Human Rights Watch documented multiple unlawful strikes on a public hospital in Martakert in September through November 2020, and an unlawful strike on a military hospital in the town’s outskirts in October. The hospitals were very close to the front lines at the time.

The weapon used by Azerbaijani forces against the military hospital – a satellite-guided variant of an Israeli-supplied rocket artillery system called LAR-160 – suggests that the strike was intentional.

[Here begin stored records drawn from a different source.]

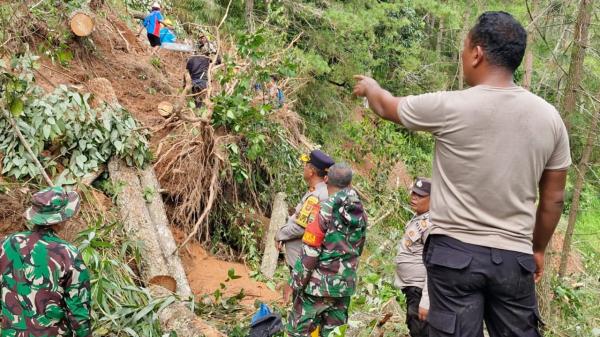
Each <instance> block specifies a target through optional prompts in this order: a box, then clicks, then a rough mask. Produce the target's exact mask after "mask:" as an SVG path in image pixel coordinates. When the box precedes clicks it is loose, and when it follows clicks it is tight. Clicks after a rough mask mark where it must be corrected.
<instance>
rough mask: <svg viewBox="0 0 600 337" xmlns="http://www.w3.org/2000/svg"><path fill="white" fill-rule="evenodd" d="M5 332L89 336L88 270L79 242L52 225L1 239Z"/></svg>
mask: <svg viewBox="0 0 600 337" xmlns="http://www.w3.org/2000/svg"><path fill="white" fill-rule="evenodd" d="M0 307H1V309H2V312H1V314H0V320H1V322H2V323H1V329H0V330H2V332H1V333H0V335H1V336H2V337H9V336H10V337H41V336H44V337H63V336H64V337H66V336H69V337H71V336H76V337H87V336H91V328H90V276H89V273H88V270H87V269H86V267H85V265H84V264H83V260H82V259H81V255H80V254H79V252H78V250H77V248H75V247H73V246H72V245H70V244H68V243H67V242H65V241H63V240H61V239H59V238H58V237H57V236H56V234H55V233H54V231H52V230H51V229H39V230H37V231H33V232H22V233H16V234H13V235H10V236H8V237H6V238H5V239H4V240H3V241H2V242H1V244H0Z"/></svg>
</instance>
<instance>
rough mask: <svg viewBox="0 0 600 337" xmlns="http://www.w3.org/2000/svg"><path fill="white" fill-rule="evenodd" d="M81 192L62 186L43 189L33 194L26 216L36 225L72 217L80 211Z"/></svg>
mask: <svg viewBox="0 0 600 337" xmlns="http://www.w3.org/2000/svg"><path fill="white" fill-rule="evenodd" d="M79 202H80V199H79V194H77V192H74V191H72V192H67V191H66V190H65V189H64V188H62V187H60V186H54V187H49V188H46V189H43V190H41V191H39V192H37V193H35V194H34V195H33V198H32V200H31V203H32V206H31V207H30V208H29V209H28V210H27V211H26V212H25V218H26V219H27V221H29V223H31V224H32V225H36V226H51V225H56V224H58V223H61V222H63V221H66V220H68V219H70V218H72V217H73V216H74V215H75V214H77V211H79Z"/></svg>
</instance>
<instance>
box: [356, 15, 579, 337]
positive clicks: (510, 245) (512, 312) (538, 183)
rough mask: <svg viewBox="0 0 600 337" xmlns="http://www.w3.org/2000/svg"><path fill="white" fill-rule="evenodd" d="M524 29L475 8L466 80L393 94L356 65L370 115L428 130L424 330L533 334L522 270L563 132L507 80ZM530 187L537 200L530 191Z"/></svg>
mask: <svg viewBox="0 0 600 337" xmlns="http://www.w3.org/2000/svg"><path fill="white" fill-rule="evenodd" d="M526 41H527V33H526V31H525V29H524V28H523V27H522V26H521V24H519V22H517V21H516V20H515V19H514V18H513V17H512V16H511V15H510V14H508V13H505V12H485V13H483V14H482V15H481V16H480V17H479V19H478V20H477V23H476V24H475V26H474V27H473V28H472V29H471V30H470V32H469V34H468V36H467V37H466V39H465V41H464V49H463V52H462V68H463V71H464V76H465V81H466V82H467V84H468V85H470V86H471V87H470V88H469V89H466V90H460V91H447V92H436V93H429V94H424V95H418V96H408V97H394V96H393V95H392V94H390V93H389V92H388V91H386V90H384V89H382V88H381V87H380V86H379V84H378V83H377V82H376V81H375V80H373V79H371V78H368V77H364V76H357V80H358V83H357V85H356V86H355V88H354V93H355V94H356V95H357V96H364V97H367V99H368V101H369V106H370V107H371V109H372V110H373V111H375V113H377V114H378V115H379V116H380V117H382V118H384V119H387V120H390V121H393V122H395V123H399V124H402V125H404V126H405V127H407V128H408V129H411V130H418V131H427V132H430V133H432V134H433V136H434V138H435V156H434V162H433V177H432V188H433V189H432V192H431V221H432V223H433V228H432V229H431V233H430V235H429V238H428V240H427V243H426V248H425V258H424V260H425V266H426V268H427V287H428V290H429V300H430V308H429V314H428V318H427V320H428V323H429V335H430V336H431V337H438V336H444V337H448V336H460V337H480V336H482V334H483V321H484V320H485V322H486V327H487V329H488V332H489V334H490V336H491V337H500V336H501V337H539V336H541V334H540V331H539V327H538V325H539V322H540V320H539V312H538V308H537V302H536V297H535V284H534V281H538V280H540V278H541V276H542V273H543V270H544V253H545V250H546V247H547V245H548V242H549V241H550V238H551V237H552V234H553V233H554V230H555V228H556V225H557V224H558V221H559V220H560V216H561V213H562V208H563V203H564V189H565V183H566V177H567V169H568V167H569V166H570V165H571V156H570V150H569V137H568V135H567V131H566V128H565V126H564V124H563V121H562V120H561V118H560V115H559V113H558V111H556V109H555V108H554V107H553V106H552V105H551V104H549V103H548V102H546V101H544V100H543V99H542V98H540V97H538V96H536V95H534V94H532V93H530V92H529V91H527V90H526V89H524V88H522V87H520V86H518V85H516V84H515V83H514V77H513V75H514V72H515V70H516V69H517V68H518V66H519V65H520V64H521V61H522V59H523V55H524V53H525V48H526V43H527V42H526ZM538 193H539V202H537V203H536V201H538V199H537V197H538Z"/></svg>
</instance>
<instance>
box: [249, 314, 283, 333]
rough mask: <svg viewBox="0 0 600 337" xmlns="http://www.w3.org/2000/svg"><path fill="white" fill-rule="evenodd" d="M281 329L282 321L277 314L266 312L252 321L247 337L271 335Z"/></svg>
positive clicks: (282, 327)
mask: <svg viewBox="0 0 600 337" xmlns="http://www.w3.org/2000/svg"><path fill="white" fill-rule="evenodd" d="M281 331H283V323H282V322H281V316H279V314H275V313H271V314H268V315H266V316H264V317H262V318H260V319H258V320H256V322H254V323H252V325H251V326H250V335H248V337H271V336H274V335H275V334H277V333H279V332H281Z"/></svg>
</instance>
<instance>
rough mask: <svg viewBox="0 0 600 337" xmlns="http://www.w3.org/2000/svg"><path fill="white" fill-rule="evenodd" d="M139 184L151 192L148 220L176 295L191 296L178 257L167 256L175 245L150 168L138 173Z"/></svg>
mask: <svg viewBox="0 0 600 337" xmlns="http://www.w3.org/2000/svg"><path fill="white" fill-rule="evenodd" d="M140 182H141V186H142V188H143V189H149V190H150V191H152V196H151V197H149V198H148V197H147V198H146V203H147V205H148V212H149V214H150V218H151V219H152V221H153V222H154V228H155V230H156V234H157V236H158V243H159V244H160V246H161V249H162V252H163V256H164V257H165V260H166V261H167V266H168V269H169V273H170V274H171V276H173V278H175V281H177V293H178V294H179V295H181V296H184V297H188V296H192V288H190V284H189V282H188V279H187V275H186V274H185V269H184V268H183V263H181V259H180V258H179V255H177V253H174V254H172V255H169V254H171V252H175V250H177V244H176V243H175V239H174V238H173V233H171V229H170V228H169V219H168V218H167V213H166V211H165V205H164V204H163V201H162V197H161V195H160V192H159V191H160V186H159V184H158V179H156V175H155V174H154V169H153V168H152V166H150V167H148V168H146V169H145V170H143V171H141V172H140ZM148 199H149V200H148Z"/></svg>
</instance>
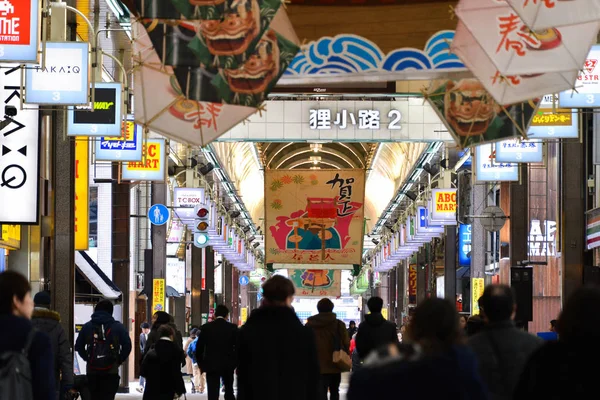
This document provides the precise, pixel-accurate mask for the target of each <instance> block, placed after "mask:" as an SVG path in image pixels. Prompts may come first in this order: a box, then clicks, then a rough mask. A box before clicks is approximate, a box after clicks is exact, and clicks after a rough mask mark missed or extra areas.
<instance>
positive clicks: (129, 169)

The strikes on the public hospital, including with Grad rockets and cluster munitions, appeared indiscriminate.

The attacks damaged both hospitals and impeded medical work, but no one was wounded or killed in the attacks.

Human Rights Watch also documented a deliberate attack on September 28, apparently by Azerbaijani forces, on an Armenian military ambulance, in which assailants shot and killed a military doctor.

Human Rights Watch previously documented damage to two hospitals in Stepanakert, the capital city of Nagorno-Karabakh, due to Azerbaijan’s indiscriminate strikes in October.

The Human Rights Watch further says Azerbaijani rocket artillery hit a military hospital in Aghabekalanj, a village just southwest of Martakert city, along the main road, in an apparently deliberate strike on October 14, 2020.

Before being hit, the hospital had been providing first aid to the wounded – as many as 130 a day, hospital staff told Human Rights Watch – some of whom were then transported to Stepanakert for further treatment.

As Azerbaijani forces frequently shelled Martakert and surrounding areas during the conflict, patients were treated in the two-story hospital’s reinforced basement, where medical staff also slept.

Human Rights Watch visited the hospital in November and found that the attack had caused significant damage. A small structure by the gate was largely destroyed, and the medical workers’ housing in the back was severely damaged. The outer walls of the main building showed blast and fragmentation damage, and the windows were shattered.

Martakert’s public hospital, the R. Bazyan District Medical Association on the northern end of Sakharov Street also suffered extensive shelling damage during the six-week war.